LA ACUSACIÓN
Ya conoce usted a lady Tynewood —dijo mistress Stedman, amablemente.
Esta vez Pretoria Smith estrechó la mano que se le ofrecía.
—La conozco, y temo haber estado muy grosero con ella cuando nos vimos por última vez; pero espero que me haya perdonado.
Alma sonrió lo más dulcemente que pudo.
—Me han dicho que estaba usted muy malo, míster Smith —dijo.
—En efecto —repuso el otro; y mistress Stedman, impaciente por soltar la noticia, interrumpió las frases convencionales de sentimiento de Alma.
—¿Sabe usted que entró ayer un ladrón en casa de lady Tynewood?
—¿Un ladrón? —dijo Pretoria Smith—. ¡Eso es emocionante! ¿Le mató usted?
—Desgraciadamente, se escapó —repuso lady Tynewood—. Míster Javot, mi secretario, le persiguió.
—¿Y le pegó un tiro cuando huía? —preguntó Pretoria Smith—. Está bien.
—No, no le disparó —Alma estaba algo irritada—. Le perdió de vista en la oscuridad.
—¿Se llevó algo?
—Nada en absoluto —contestó Alma—. Le interrumpimos en su trabajo. Hemos dado parte a la Policía.
—¿Qué clase de hombre era?
—Muy violento —dijo Alma, con un encogimiento de hombros—. No le vi la cara, porque llevaba una máscara, o, mejor, un pañuelo; pero creo que reconocería su voz en cualquier parte.
Miró fijamente a Pretoria Smith.
—¡En cualquier parte! —repitió.
—Está bien —dijo Pretoria Smith—. ¿Qué cree usted que andaba buscando? ¿Sus joyas?
Lady Tynewood no lo sabía. Solo tenía la sospecha de que el visitante había sido Pretoria Smith: y había discutido esta posibilidad por la mañana con Javot, que se mostró escéptico.
—Puede ser un hombre —dijo con calma— contra el que estoy recogiendo pruebas, que quizá creyera que esas pruebas estaban ya en mi poder.
—En ese caso —replicó, alegremente, Pretoria Smith—, hubiera ido al puesto de Policía, a Scotland Yard o a la iglesia de San Giles, en Camberwell —añadió, desviando la mirada.
Lady Tynewood palideció.
No contestó de momento, y luego se volvió a mistress Stedman.
—Bueno, querida, voy a Correos —dijo—. Quiero certificar esto.
Llevaba en la mano un pequeño paquete fuertemente atado con bramante rojo.
—¿Es el retrato? —preguntó mistress Stedman.
—En efecto —repuso Alma—, es el retrato que me colocará en la posición que tengo derecho a ocupar.

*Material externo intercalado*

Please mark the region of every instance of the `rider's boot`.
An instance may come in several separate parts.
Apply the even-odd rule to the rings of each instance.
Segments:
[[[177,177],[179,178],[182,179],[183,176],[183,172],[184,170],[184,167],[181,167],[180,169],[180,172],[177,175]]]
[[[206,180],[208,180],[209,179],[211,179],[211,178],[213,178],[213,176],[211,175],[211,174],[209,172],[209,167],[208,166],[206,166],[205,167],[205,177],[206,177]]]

—¡Qué frase más romántica! —dijo Pretoria Smith—. ¿Algún amigo de usted, lady Tynewood?
—Mi marido —dijo la otra; y Pretoria Smith alzó las cejas, con un aire de incredulidad suficiente para irritar a la otra.
Torpemente, rompió la cuerda y los sellos que cerraban el paquete.

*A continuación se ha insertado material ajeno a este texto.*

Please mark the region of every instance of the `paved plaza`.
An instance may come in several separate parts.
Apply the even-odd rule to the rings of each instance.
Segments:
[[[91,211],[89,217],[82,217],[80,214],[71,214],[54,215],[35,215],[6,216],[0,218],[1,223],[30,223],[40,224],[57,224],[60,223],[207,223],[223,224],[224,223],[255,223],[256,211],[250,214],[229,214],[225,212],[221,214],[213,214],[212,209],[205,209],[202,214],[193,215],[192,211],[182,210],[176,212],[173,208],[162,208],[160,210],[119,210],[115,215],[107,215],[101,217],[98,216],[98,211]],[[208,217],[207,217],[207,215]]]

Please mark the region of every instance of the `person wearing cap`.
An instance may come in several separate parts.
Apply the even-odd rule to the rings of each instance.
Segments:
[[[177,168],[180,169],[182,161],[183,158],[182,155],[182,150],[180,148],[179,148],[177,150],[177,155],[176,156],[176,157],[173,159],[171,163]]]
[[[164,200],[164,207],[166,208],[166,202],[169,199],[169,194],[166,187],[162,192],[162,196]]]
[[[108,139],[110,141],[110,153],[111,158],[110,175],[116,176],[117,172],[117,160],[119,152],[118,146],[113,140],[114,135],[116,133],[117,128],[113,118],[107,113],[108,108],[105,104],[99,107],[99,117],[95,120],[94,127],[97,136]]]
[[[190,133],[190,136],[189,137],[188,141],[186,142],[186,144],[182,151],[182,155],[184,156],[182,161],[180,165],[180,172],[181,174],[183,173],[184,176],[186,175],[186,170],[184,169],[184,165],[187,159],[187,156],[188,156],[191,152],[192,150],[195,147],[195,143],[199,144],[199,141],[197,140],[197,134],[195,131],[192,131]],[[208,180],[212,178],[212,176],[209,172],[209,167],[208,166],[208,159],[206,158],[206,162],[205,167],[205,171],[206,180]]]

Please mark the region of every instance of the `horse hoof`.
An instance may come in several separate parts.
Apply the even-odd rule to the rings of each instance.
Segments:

—¿Conoce usted a este hombre? —preguntó desafiándole a Pretoria Smith, que durante largo rato miró la fotografía.
Y entonces, antes que Alma Tynewood se diera cuenta de lo que pasaba, se la quitó de las manos y delante de sus mismos ojos la rompió en pedazos. Lanzando un grito de rabia, ella se adelantó; pero Smith, enérgicamente, la hizo retroceder y luego arrojó los restos del retrato a la chimenea.
—Conozco a ese hombre —dijo con calma—; pero no es su esposo, lady Tynewood.
Marjorie había presenciado la escena, atónita. La audacia del hecho, la furia de Alma Tynewood, la fría sonrisa que se dibujaba en los labios de su esposo, todo pasó en un segundo y fue algo inolvidable. Lady Tynewood dio un paso atrás.
—Me las pagarás por esto, Pretoria Smith.
—Pagaré un millón de veces más que usted, aunque merezca usted un castigo un millón de veces mayor —dijo él gravemente; entonces hubo una interrupción dramática.
Se abrió la puerta y entró un joven.
Marjorie no había visto a Lance Kelman desde su boda; y se le quedó mirando, porque parecía que su rostro había cambiado en tan poco tiempo.
—Alma —dijo el recién llegado—, me dijeron que estabas aquí… —se detuvo al darse cuenta de la situación—. ¿Qué pasa? Tienes el retrato, ¿no?
Ella no contestó, y Lance vio entonces a Pretoria Smith.
—A ti te he cogido —dijo, en son de triunfo y señalándole con un dedo acusador—. ¡Tú eres Norman Garrick, hermanastro de sir James Tynewood, a quien asesinaste hace cuatro años!